Y <- X[, c(3, 1, 2)]
rSVDdpd(Y, alpha = 0.3)
#> $d
#> [1] 25.47298707 1.29012992 0.02812464
#>
#> $u
#> [,1] [,2] [,3]
#> [1,] 0.1408239 -0.82504033 0.4775444
#> [2,] 0.3450089 -0.42538672 -0.8366690
#> [3,] 0.5467884 -0.02772984 0.2395728
#> [4,] 0.7497732 0.37092540 0.1205870
#>
#> $v
#> [,1] [,2] [,3]
#> [1,] 0.6442426 -0.64398276 0.4125987
#> [2,] 0.5043111 0.76326375 0.4038549
#> [3,] 0.5749973 0.05210241 -0.8164946
As expected, the singular values do not change when the columns of the data matrix is permuted, however, the singular vector permutes in the same manner of the permutation of the columns.
An important property of SVD is that the matrix corresponding to the left and right singular vectors are orthogonal matrices. A sanity check of this property can also be verified very easily.
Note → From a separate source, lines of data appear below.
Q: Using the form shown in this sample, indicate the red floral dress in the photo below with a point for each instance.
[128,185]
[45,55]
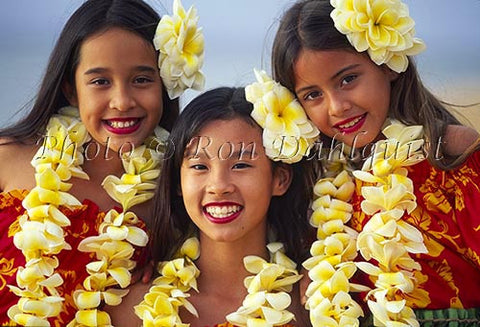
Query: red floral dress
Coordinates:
[448,215]
[85,220]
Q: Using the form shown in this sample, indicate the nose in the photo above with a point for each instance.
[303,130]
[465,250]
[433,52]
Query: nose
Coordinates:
[338,103]
[220,182]
[122,98]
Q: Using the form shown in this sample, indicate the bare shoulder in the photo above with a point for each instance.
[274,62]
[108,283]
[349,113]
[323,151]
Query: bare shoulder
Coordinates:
[15,169]
[459,138]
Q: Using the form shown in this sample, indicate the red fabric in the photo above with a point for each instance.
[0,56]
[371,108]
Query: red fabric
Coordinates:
[448,215]
[84,219]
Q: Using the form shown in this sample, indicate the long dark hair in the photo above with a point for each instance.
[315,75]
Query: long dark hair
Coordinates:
[308,25]
[287,214]
[92,17]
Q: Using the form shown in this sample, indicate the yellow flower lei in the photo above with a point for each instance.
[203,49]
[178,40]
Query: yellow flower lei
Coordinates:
[41,236]
[386,238]
[265,305]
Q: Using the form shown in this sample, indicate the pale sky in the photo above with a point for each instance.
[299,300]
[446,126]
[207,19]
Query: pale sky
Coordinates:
[238,37]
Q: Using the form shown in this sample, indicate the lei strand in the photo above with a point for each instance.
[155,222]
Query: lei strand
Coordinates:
[266,303]
[41,236]
[386,238]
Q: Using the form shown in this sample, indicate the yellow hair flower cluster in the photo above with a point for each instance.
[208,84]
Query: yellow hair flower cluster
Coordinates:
[181,45]
[288,135]
[41,235]
[114,246]
[268,290]
[381,27]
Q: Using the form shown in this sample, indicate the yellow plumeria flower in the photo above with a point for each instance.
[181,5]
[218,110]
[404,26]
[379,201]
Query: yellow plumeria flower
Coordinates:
[381,27]
[288,135]
[181,44]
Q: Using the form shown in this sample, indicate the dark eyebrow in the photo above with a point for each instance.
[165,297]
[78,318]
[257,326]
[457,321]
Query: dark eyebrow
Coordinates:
[340,72]
[100,70]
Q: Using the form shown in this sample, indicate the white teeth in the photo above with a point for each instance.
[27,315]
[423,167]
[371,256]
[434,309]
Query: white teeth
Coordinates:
[121,124]
[351,123]
[222,211]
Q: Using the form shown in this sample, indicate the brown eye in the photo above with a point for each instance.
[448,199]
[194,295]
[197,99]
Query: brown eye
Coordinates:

crossprod(rSVDdpd(X, alpha = 0.3)$u)
#> [,1] [,2] [,3]
#> [1,] 1.000000e+00 2.759042e-17 -1.810093e-17
#> [2,] 2.759042e-17 1.000000e+00 2.007640e-17
#> [3,] -1.810093e-17 2.007640e-17 1.000000e+00
As it seems, the off diagonal entries are very small values. This is ensured by introducing a Gram Schimdt Orthogonalization step between successive iterations of the algorithm.
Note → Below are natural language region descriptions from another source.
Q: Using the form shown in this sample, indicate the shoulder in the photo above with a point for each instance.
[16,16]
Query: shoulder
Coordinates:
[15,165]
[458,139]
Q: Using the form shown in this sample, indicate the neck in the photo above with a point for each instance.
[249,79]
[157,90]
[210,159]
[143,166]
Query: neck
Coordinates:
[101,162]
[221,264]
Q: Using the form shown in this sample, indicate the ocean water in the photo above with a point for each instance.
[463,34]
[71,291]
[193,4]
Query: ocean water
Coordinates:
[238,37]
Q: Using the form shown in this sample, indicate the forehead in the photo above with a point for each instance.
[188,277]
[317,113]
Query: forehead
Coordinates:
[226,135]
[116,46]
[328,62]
In presence of outliers with large deviation, the performance of
rSVDdpd
is fairly robust to the choice of α, the robustness parameter. With
α = 0, rSVDdpd
corresponds to usual svd
function from base
package. However, with increasing α, the robustness increases,
i.e. even a smaller deviation would not affect the singular values,
while with higher α, the
variance of the estimators generally increase.
To demonstrate the effect of α on time complexity,
microbenchmark
package will be used.
microbenchmark::microbenchmark(svd(X), rSVDdpd(X, alpha = 0), rSVDdpd(X, alpha = 0.25),
rSVDdpd(X, alpha = 0.5), rSVDdpd(X, alpha = 0.75),
rSVDdpd(X, alpha = 1), times = 30)
#> Unit: microseconds
#> expr min lq mean median uq max neval
#> svd(X) 22.412 26.099 27.94690 26.9250 28.654 56.706 30
#> rSVDdpd(X, alpha = 0) 65.663 66.554 67.99497 67.9165 68.478 75.711 30
#> rSVDdpd(X, alpha = 0.25) 67.305 70.862 77.11397 72.8860 74.640 175.177 30
#> rSVDdpd(X, alpha = 0.5) 70.081 72.135 74.43430 72.7860 75.140 93.455 30
#> rSVDdpd(X, alpha = 0.75) 71.523 73.036 75.90333 74.5795 77.725 83.967 30
#> rSVDdpd(X, alpha = 1) 69.701 72.986 76.05630 75.0350 77.395 91.420 30
Therefore, the execution time slightly increases with higher α.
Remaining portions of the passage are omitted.